Saturday, January 14, 2012

Review: The Summer Garden by Paullina Simons

We're home!  David and I went on a cruise this past week with my MIL (Donna), BIL (Bryan), FSIL (Christine), and cousin-in-law (Amy).  It was awesome!  I have tons of pictures but they will be for the next few entries.  Today I'm going to do a wrap-up of the trilogy that I was reading when last I posted, with book three of the trilogy and my second new book of the year -- The Summer Garden by Paullina Simons.

Note: This review contains spoilers of The Bronze Horseman and Tatiana and Alexander.  If you haven't read them, get yourself to a bookstore and skip this review.

World War II has finally ground to a close, and Tatiana and Alexander have been miraculously reunited with each other and sent "home" to the United States of America, to begin their lives together as Alexander and Tatiana Barrington, with their four-year-old son, Anthony.  Still only in their twenties, they have decades of life left.  Except that war has aged them prematurely, they have spent only one month together since their marriage five years ago, they hardly know each other, and both are still haunted by the terrors inflicted on them by Nazi Germany and the Soviet Union.  When their original belief was that they had only a month of marriage to enjoy, what happens when they try to make a lifetime together, to live the American dream, having no idea how to relinquish the past?

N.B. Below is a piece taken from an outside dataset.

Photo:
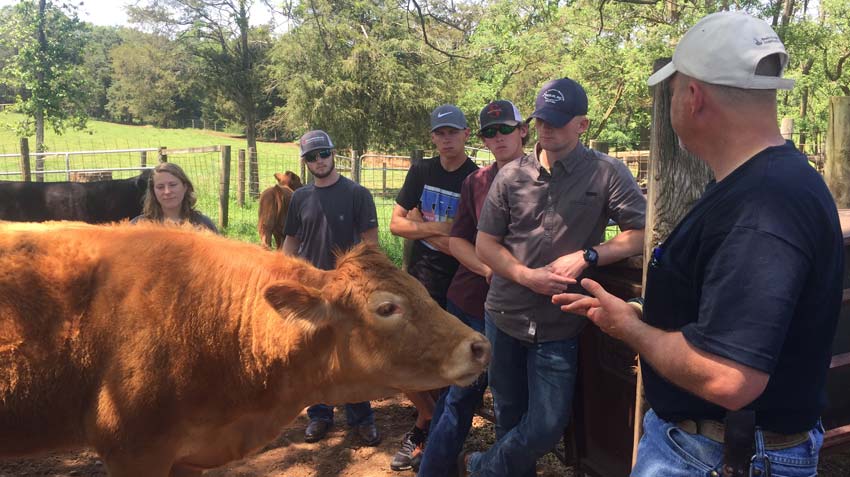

Several people said that they were disappointed in this book -- that the passionate love story of Tatiana and Alexander was tainted with the cold hard facts that age, war, conflict, pain, can whittle away at true love until it is brittle and breaking.  I was not crushed.  While I was sad to find that their "true love" of TBH and T&A was changing, that was real.  It was unrealistic to expect Alexander to remain the same person after years shackled and beaten at one prison or the next, or to think that Tania would never carry any lasting pain and misery from losing her entire family during the seige of Leningrad.  To watch them struggle and learn to live with each other was maybe not as "romantic" as the previous two novels, but it was real.

I do wish the book had been about 20% shorter.  I didn't really care that much about their son, Anthony, nor about his military career or Vietnam or any of that.  I felt that once their children started growing up, the story sort of went all sorts of haywire.  But that's a personal preference.

I'd give TSG 3.5 stars, and the whole trilogy an overall rating of 4.